Despite this stress on the staff, Ferdinand said students will not be put on a waitlist at USF’s Counseling Center.  There are also walk-in sessions and a post-doctoral psychologist in Student Health Services who students can see if mental problems are causing physical symptoms.

According to Davis, 4,200 visits to counseling centers in the State University System during the 2013-14 academic year were emergency or crisis visits. Of those, most were associated with depression, anxiety or suicidal thoughts.

“We are working to help the public understand that many of these are serious cases,” Davis said in an email. “While there has been some public discussion about ‘delicate snowflakes,’ those are not the students we are talking about here.”

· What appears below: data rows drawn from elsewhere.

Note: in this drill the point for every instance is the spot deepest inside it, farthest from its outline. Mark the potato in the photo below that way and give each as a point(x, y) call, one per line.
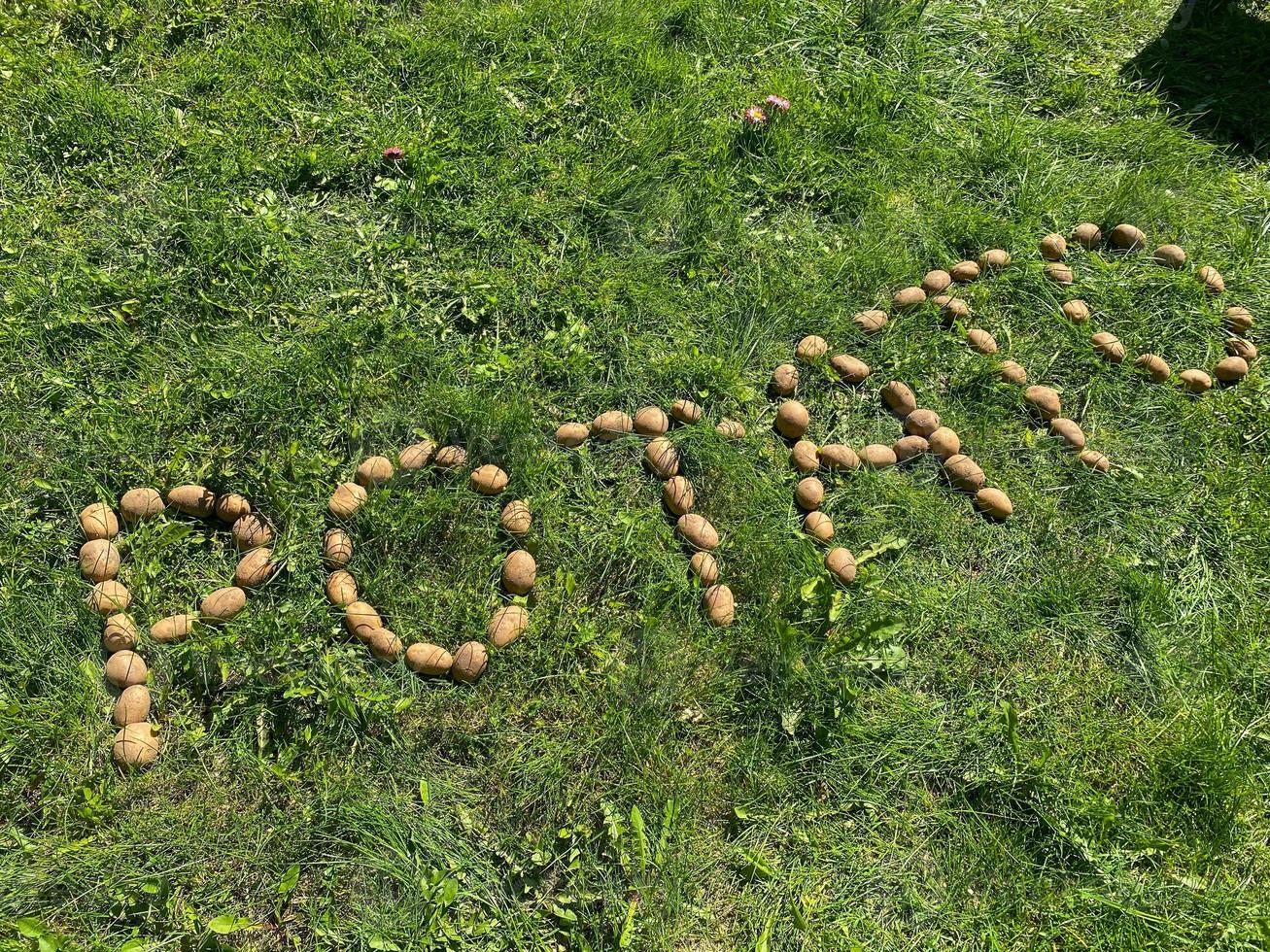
point(1231, 369)
point(223, 604)
point(516, 518)
point(719, 604)
point(785, 380)
point(964, 472)
point(126, 667)
point(936, 282)
point(652, 422)
point(429, 661)
point(255, 569)
point(1195, 381)
point(698, 532)
point(132, 706)
point(811, 348)
point(804, 456)
point(417, 456)
point(870, 322)
point(921, 423)
point(252, 532)
point(900, 398)
point(1212, 280)
point(793, 419)
point(1087, 235)
point(571, 434)
point(520, 571)
point(1076, 311)
point(1068, 430)
point(910, 448)
point(470, 663)
point(346, 500)
point(909, 297)
point(110, 596)
point(705, 566)
point(1108, 347)
point(876, 456)
point(993, 503)
point(944, 442)
point(140, 504)
point(818, 526)
point(677, 495)
point(1154, 365)
point(193, 500)
point(1053, 248)
point(174, 628)
point(99, 560)
point(809, 493)
point(980, 340)
point(136, 745)
point(488, 480)
point(1170, 256)
point(98, 521)
point(119, 633)
point(850, 369)
point(1045, 401)
point(507, 625)
point(686, 412)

Davis said comparisons made by two universities between students who used counseling center services and those who didn’t showed that use of the centers helped improve the students’ academic performance.

With the push for money to fund more staff still happening up in Tallahassee, Ferdinand said she is confident that the Counseling Center can continue to provide quality service for students in the meantime.

“Ideally, we should have many more resources and that would allow us to do more outreach, more consultation and offer different kinds of access, but I think with the resources we have we’ve been very strategic and creative and innovative in trying to continue to ensure that we’re meeting the needs of the students,” she said.